Once I had gotten used to using WordPress, this project really started to come together. I was able to focus my attention less on how to use the program and more on research. Initially I had organized my topic geographically. The idea was to illustrate the blurring of culture and nature in different parts of the world. As I was researching my topic, however, I soon realized that this form of organization would not do. Many of the things that I found myself wanting to discuss were not subjects that could be limited geographically. For instance, the philosophies of Thomas Hobbes and Jean-Jacques Rosseau concerning man in a state of nature were directly relevant to my topic, but it felt wrong to limit such subjects to a page entitled “Europe” since they dealt with the broader ideas of human nature and culture’s relationship with nature. As such, I instead reorganized my website in a way that, I hope, has made it so that when one visits this site they can automatically understand the structure of my argument.

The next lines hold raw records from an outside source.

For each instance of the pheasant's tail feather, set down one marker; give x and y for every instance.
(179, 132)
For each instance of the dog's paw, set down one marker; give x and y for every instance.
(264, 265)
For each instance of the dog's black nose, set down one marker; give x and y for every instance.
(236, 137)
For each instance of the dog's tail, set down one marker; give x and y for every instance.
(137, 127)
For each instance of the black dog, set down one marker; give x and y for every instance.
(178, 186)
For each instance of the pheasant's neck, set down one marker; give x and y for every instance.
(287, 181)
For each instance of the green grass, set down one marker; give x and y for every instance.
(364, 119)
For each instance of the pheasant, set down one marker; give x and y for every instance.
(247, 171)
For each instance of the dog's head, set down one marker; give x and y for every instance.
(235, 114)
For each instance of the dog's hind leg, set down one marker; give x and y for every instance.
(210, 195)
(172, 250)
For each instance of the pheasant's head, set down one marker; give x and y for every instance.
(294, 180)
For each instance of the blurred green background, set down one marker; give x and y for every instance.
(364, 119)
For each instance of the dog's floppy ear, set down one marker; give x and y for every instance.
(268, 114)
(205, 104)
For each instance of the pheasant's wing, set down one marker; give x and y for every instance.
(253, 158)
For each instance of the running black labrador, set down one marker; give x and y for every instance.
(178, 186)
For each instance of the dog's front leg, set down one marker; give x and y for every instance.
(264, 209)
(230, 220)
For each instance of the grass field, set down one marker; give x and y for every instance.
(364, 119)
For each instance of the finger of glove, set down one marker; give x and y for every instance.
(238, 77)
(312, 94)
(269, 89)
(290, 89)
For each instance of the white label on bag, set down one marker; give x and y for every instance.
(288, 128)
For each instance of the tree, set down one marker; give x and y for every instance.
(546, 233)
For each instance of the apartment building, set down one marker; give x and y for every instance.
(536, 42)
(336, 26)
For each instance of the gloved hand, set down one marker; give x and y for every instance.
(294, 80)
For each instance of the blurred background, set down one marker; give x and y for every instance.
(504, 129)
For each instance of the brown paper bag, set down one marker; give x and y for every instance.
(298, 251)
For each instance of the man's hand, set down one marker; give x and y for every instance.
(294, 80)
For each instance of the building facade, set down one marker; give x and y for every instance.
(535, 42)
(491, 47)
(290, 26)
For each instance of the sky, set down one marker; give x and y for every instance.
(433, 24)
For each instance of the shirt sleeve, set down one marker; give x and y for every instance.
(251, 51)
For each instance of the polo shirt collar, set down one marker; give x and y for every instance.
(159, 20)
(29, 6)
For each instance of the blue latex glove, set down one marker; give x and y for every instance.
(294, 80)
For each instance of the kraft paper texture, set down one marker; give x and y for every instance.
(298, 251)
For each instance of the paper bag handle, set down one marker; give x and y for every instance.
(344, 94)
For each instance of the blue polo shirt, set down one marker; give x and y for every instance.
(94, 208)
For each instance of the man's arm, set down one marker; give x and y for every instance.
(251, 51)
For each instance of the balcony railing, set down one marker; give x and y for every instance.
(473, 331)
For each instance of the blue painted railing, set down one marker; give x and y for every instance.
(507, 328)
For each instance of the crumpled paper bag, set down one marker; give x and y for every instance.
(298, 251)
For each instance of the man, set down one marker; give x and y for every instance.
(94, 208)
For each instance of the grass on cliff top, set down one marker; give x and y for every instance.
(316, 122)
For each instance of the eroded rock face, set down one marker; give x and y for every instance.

Over the course of working on this project, my thoughts and opinions on it changed in fundamental ways. Originally my argument entailed viewing culture as being under the larger umbrella of nature. This was a conception of culture-nature that I had had for some time before entering this class. I now recognize this conception as being flawed, as it implicitly assigns nature a hierarchical dominance over culture. Culture both affects, and is affected by nature in fundamental ways. The two share a mutually constructive relationship. To assign a hierarchy here would be improper. Articles such as the one written by Andrea Nightingale helped me to see this. As such, my argument became centered on the interrelationship between nature and culture and representing the two as a part of one another. In essence, I have here attempted to represent the culture-nature divide as one that is arbitrary and illusory.
When I first entered this class, I was primarily interested in discussing the culture-nature dualism. Obviously, given the focus of this project, this is still a topic that I find fascinating and important to discuss. However, I now have also become quite interested in the formations of early state systems. This spark of interest is primarily due to our discussions in the graduate section of this course.
I have gotten much out of this project and this course. Personally, I feel more motivated to discuss environmental issues and to lead a more sustainable lifestyle. Intellectually I have grown to appreciate other perspectives and narratives regarding human-environment relations outside of the prevailing narrative of environmental destruction. I have also become much more curious about human-environment relations in general, and will hopefully be applying such interests to an archaeological context for my graduate thesis.